No mais, cuida-se de mais uma ferramenta adaptada a promover e restaurar o direito fundamental ao equilíbrio ecológico do meio ambiente, o que justifica a sua escalada em importância em comparação com técnicas mais tradicionais de tutela do meio ambiente, como a Ação Civil Pública, por exemplo.
REFERÊNCIAS BIBIOGRÁFICAS.
ABELHA RODRIGUES, Marcelo. Ação Civil Pública e Meio Ambiente. 2ª edição. Rio de Janeiro: Forense Universitária, 2004.
_________. Elementos de Direito Ambiental. Parte Geral. 2ª edição. São Paulo: Revista dos Tribunais, 2005.
BRASIL. Ministério Público Federal. MPF/AL ajuíza ações contra autores de crimes ambientais.<http://www.pral.mpf.gov.br/noticias/arquivo/mpfal_ajuiza_aes_contra_autores_de_crimes_ambientais/>. Maceió. Acesso em: 14 de junho de 2009.
FOLGADO, Antonio Nobre. Suspensão Condicional do Processo Penal como instrumento de controle social. São Paulo: Juarez de Oliveira, 2002.
SAMPAIO, Francisco José Marques. Evolução da Responsabilidade Civil e Reparação de Danos Ambientais. Rio de Janeiro: Renovar, 2003.
MENESES, Afrânio Farias de. CAVALCANTE, Alberto Tenório. AUTO, Paulo César Casado. A Reserva da Biosfera da Mata Atlântica em Alagoas. São Paulo: Conselho Nacional da Reserva da Biosfera de Mata Atlântica – RBMA, 2004.
MILARÉ, Édis. Direito do Ambiente: doutrina, jurisprudência, glossário. 5ª edição. São Paulo: Revista dos Tribunais, 2007.

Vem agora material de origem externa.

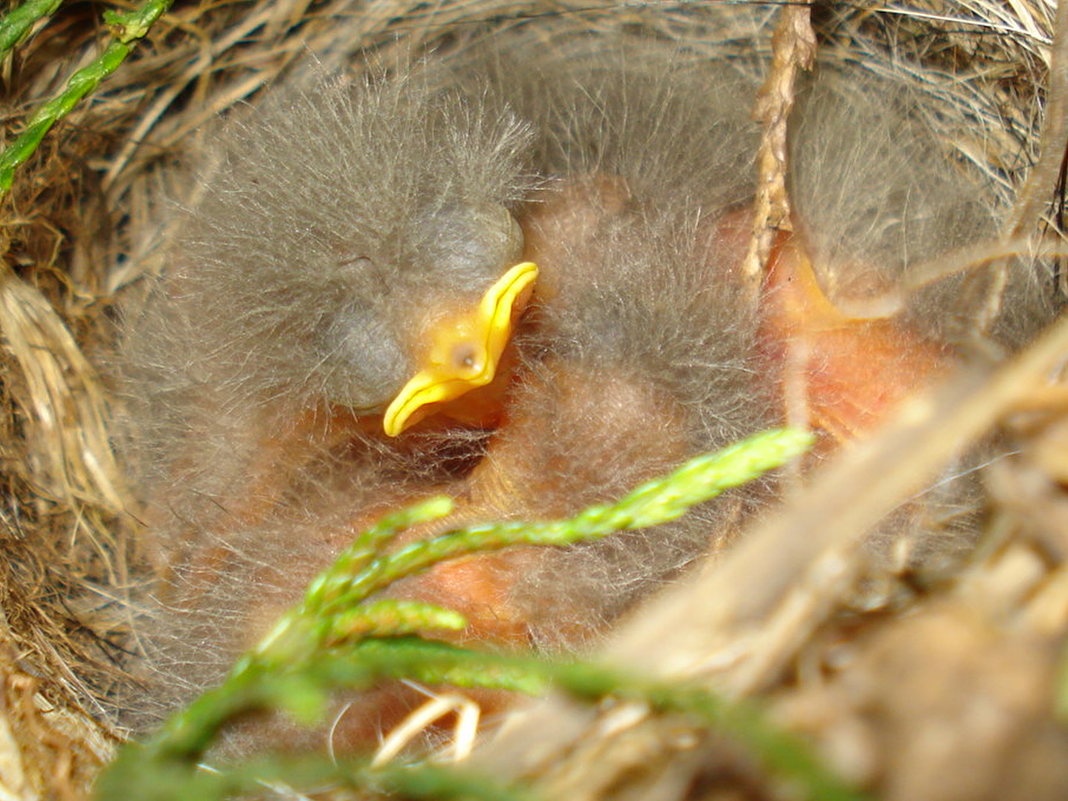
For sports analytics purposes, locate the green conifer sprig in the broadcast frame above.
[96,429,858,801]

ZAFFARONI, Eugênio Raúl. PIERANGELI, José Henrique. Manual de direito penal brasileiro: parte geral. 5ª edição. São Paulo: Revista dos Tribunais, 2004.
Notas
- Trecho de notícia veiculada em 20/03/2009 no sítio da PR/AL. Disponível em www.pral.mpf.gov.br/noticias.
- Art. 10. A construção, instalação, ampliação e funcionamento de estabelecimentos e atividades utilizadoras de recursos ambientais, considerados efetiva e potencialmente poluidores, bem como os capazes, sob qualquer forma, de causar degradação ambiental, dependerão de prévio licenciamento de órgão estadual competente, integrante do Sistema Nacional do Meio Ambiente - SISNAMA, e do Instituto Brasileiro do Meio Ambiente e Recursos Naturais Renováveis - IBAMA, em caráter supletivo, sem prejuízo de outras licenças exigíveis.
- Além das unidades de conservação, integram os espaços naturais protegidos: as Áreas de Preservação Permanente e Reservas Florestais Legais, disciplinadas na Lei n. 4.771/65 (Código Florestal) e as Áreas de Proteção Especial previstas na Lei n. 6.766/79 (Parcelamento do Solo Urbano).